Exemple: je roule vite. Avant, ce n'était pas trop grave, je pouvais m'en tirer avec une grosse amende et un retrait de permis. Aujourd'hui, le fait de rouler au-delà d'une certaine vitesse peut provoquer mon emprisonnement car la société a décidé que je fais peser un danger sur autrui, alors même que ce risque ne s'est matérialisé par aucun accident. Or l'humanité que nous idéalisons est celle du zéro risque. Donc il importe peu qu'il y ait eu des conséquences réelles ou non.

Dès lors, les notions d'innocence et de culpabilité deviennent un peu abstraites.

2)Le coupable est-il responsable, ou victime de la société ?

Comme vous dites, les deux. Sur un terrain philosophique, cela se comprend. Dans le domaine judiciaire, les deux thèses sont difficiles à concilier, en pratique.

Difficile d'envoyer un type au trou pendant 20 ans tout en lui disant qu'il n'y est pour rien car il est une victime de la société.

Véronique

@ tschok

J’espère être claire dans ce que j’essaie de vous dire. Je ne suis pas plus philosophe, sociologue que juriste. Rien de tout cela.

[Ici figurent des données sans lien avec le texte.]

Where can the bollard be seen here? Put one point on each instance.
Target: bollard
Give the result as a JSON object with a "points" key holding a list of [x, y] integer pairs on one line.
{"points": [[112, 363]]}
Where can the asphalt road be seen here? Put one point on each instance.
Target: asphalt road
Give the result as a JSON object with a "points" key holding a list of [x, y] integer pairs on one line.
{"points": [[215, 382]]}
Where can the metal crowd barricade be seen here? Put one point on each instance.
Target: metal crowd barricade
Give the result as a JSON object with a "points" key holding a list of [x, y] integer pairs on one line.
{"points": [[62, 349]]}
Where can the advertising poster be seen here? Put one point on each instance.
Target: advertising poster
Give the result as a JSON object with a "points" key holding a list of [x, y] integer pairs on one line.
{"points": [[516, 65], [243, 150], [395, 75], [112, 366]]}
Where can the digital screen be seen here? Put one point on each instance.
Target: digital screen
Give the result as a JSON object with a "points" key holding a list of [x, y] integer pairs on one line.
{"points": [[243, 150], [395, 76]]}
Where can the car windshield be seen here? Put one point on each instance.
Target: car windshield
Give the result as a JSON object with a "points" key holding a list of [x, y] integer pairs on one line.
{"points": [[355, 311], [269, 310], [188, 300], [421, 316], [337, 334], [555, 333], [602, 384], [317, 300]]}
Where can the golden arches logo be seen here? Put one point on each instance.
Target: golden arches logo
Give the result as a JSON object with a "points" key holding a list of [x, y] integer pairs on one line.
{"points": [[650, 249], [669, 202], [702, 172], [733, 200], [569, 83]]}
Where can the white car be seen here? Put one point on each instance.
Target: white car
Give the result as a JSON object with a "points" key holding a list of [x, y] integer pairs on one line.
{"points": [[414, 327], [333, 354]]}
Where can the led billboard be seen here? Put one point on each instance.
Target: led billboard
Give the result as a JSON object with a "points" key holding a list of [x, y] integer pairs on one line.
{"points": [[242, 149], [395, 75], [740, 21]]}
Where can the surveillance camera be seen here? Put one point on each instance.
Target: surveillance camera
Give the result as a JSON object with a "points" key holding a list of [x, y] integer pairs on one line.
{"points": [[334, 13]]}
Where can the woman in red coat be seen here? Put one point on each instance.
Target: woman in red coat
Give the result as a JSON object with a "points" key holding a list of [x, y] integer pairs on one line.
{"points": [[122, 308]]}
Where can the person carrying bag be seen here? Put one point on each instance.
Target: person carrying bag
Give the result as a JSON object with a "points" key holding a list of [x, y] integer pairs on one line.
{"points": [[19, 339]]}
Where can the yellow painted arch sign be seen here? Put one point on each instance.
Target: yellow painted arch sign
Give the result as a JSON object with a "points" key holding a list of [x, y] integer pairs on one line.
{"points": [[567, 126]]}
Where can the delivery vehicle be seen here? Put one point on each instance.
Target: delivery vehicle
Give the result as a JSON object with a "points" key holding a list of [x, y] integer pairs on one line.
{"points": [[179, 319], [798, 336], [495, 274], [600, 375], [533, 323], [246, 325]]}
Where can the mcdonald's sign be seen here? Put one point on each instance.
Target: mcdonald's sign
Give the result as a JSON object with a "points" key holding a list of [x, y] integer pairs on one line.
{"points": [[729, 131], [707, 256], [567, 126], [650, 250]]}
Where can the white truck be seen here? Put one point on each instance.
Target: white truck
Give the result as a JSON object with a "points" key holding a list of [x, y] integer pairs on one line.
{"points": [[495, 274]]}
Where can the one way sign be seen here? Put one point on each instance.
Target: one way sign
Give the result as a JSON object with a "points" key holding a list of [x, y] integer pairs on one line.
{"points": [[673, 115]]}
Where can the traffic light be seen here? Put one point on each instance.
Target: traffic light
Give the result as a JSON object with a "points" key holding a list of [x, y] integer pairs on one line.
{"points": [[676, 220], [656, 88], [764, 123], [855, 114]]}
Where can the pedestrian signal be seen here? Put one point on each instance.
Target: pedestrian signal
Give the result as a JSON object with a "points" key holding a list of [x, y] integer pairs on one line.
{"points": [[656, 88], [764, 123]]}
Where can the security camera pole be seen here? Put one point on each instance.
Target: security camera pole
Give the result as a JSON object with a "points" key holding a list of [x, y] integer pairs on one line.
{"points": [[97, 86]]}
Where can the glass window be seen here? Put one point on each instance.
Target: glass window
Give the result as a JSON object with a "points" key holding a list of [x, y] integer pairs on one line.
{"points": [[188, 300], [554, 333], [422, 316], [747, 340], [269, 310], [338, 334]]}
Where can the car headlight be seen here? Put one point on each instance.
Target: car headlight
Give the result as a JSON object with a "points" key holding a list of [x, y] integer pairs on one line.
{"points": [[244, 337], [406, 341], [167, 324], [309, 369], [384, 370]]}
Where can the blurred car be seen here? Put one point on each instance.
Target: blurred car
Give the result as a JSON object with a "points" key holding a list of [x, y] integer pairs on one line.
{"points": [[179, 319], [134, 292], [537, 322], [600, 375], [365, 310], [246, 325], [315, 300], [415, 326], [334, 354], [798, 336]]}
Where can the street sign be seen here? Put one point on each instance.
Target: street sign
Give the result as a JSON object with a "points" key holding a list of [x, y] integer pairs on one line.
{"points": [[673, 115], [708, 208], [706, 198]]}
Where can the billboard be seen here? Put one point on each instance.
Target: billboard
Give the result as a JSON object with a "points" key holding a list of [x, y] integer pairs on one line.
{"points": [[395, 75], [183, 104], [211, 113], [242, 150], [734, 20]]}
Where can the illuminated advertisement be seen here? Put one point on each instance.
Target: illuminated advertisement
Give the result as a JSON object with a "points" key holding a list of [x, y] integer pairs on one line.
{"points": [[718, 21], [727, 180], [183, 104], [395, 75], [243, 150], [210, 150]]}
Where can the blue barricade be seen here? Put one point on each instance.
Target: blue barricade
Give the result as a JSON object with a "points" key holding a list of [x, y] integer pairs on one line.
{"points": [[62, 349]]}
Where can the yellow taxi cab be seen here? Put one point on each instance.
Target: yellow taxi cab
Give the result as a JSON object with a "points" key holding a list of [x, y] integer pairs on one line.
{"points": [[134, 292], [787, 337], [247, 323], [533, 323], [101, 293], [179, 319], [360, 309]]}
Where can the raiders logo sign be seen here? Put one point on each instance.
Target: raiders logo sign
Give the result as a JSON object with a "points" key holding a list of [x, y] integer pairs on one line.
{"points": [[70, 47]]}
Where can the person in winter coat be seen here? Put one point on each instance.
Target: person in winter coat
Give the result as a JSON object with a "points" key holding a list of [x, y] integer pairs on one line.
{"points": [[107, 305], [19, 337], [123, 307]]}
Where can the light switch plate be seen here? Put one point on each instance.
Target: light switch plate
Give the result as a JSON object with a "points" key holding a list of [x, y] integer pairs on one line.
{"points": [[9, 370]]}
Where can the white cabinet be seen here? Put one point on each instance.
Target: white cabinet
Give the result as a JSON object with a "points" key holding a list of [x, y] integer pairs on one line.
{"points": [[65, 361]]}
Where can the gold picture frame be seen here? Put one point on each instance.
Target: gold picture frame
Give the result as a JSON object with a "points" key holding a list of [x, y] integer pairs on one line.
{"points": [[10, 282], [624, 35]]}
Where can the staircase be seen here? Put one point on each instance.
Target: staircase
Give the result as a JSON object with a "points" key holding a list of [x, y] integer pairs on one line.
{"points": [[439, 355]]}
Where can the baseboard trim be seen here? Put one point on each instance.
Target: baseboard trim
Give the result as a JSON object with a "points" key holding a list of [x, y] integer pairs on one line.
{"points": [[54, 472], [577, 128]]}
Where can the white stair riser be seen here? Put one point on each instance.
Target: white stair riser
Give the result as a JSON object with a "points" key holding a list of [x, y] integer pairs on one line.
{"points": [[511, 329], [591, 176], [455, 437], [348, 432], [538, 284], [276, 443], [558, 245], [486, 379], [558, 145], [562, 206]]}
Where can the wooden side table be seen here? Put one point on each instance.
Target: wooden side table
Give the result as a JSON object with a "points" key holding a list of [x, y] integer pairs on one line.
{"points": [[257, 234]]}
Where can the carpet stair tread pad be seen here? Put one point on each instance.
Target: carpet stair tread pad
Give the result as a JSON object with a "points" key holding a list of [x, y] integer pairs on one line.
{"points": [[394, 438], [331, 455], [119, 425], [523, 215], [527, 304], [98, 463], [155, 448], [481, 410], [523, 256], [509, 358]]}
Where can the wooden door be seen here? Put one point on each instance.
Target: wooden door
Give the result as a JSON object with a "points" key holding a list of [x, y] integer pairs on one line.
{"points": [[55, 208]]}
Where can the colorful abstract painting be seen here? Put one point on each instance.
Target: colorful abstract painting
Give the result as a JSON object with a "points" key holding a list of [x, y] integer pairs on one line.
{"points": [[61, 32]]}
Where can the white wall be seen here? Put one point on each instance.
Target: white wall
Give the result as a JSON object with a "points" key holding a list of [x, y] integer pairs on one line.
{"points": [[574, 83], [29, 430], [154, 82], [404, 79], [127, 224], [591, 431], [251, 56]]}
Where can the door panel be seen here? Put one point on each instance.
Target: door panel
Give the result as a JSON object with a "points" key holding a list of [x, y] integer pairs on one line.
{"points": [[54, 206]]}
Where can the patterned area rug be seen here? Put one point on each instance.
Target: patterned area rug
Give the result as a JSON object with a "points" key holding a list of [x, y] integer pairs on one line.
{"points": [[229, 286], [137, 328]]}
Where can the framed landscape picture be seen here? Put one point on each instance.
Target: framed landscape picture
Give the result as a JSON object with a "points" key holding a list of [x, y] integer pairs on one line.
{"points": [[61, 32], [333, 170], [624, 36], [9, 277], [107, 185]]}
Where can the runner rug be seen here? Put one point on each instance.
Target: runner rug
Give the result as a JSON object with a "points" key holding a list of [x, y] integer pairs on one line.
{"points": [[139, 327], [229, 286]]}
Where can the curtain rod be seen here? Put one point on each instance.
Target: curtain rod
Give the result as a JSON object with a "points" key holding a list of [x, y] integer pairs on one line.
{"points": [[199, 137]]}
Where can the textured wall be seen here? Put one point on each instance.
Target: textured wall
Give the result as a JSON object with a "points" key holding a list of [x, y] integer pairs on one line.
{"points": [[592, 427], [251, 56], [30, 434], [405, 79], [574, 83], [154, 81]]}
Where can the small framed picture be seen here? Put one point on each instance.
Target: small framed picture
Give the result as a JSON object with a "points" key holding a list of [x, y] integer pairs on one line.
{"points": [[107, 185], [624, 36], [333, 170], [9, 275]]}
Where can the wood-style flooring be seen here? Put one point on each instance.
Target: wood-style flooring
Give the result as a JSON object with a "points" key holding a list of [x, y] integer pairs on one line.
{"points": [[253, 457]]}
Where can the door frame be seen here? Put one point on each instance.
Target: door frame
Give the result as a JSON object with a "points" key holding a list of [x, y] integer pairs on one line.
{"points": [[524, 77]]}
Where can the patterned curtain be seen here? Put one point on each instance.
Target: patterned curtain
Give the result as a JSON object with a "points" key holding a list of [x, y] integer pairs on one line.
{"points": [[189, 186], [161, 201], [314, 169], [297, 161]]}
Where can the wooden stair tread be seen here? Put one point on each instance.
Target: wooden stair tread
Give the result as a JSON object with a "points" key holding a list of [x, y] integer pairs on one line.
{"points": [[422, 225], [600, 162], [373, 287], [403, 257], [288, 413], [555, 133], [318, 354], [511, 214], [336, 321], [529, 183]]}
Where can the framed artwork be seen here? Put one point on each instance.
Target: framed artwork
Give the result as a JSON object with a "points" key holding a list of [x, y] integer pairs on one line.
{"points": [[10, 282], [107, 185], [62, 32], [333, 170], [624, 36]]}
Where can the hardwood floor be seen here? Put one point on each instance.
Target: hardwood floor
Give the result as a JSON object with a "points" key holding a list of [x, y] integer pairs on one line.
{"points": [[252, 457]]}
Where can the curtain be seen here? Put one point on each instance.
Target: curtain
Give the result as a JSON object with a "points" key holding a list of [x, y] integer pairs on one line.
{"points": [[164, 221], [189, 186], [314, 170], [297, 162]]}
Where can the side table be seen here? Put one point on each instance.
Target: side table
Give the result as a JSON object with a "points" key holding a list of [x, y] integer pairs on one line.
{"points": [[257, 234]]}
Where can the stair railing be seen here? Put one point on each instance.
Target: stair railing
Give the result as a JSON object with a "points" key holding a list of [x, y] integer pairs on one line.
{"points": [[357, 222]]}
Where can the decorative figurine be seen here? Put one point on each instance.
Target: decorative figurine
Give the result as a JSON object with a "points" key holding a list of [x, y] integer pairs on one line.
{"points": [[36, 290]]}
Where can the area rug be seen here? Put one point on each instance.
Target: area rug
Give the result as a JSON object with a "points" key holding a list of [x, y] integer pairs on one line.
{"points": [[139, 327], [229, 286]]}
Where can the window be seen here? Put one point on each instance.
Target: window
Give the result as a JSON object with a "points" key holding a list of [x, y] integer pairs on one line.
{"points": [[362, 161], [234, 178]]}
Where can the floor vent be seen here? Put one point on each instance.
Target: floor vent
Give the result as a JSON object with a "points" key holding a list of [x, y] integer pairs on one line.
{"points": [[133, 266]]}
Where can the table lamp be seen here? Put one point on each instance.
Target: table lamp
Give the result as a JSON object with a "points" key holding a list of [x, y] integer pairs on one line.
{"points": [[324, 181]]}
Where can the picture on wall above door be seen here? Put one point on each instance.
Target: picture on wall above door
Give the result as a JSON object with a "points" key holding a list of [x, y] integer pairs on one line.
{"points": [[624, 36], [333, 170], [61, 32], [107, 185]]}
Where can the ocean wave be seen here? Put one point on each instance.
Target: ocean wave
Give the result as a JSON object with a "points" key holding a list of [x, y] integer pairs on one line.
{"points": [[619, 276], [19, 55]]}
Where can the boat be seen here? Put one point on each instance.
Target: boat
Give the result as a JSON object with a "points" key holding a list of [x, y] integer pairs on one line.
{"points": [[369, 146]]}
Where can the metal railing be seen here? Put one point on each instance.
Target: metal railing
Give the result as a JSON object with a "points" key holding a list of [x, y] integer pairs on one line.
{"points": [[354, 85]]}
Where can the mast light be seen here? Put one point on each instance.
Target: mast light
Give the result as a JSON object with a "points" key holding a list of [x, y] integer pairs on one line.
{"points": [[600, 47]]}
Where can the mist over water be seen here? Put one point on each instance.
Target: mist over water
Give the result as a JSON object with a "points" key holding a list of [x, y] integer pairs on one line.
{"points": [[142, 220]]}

Je pense que les Etats, selon les gouvernements, et avec l'aide des experts qui chiffrent, peuvent effectivement construire des images de " la culpabilité ". Mais ils peuvent aussi de la même manière, construire des images de " l’innocence " qui sont susceptibles également d’agir comme des véhicules de leur idéologie, même à l'état résiduel.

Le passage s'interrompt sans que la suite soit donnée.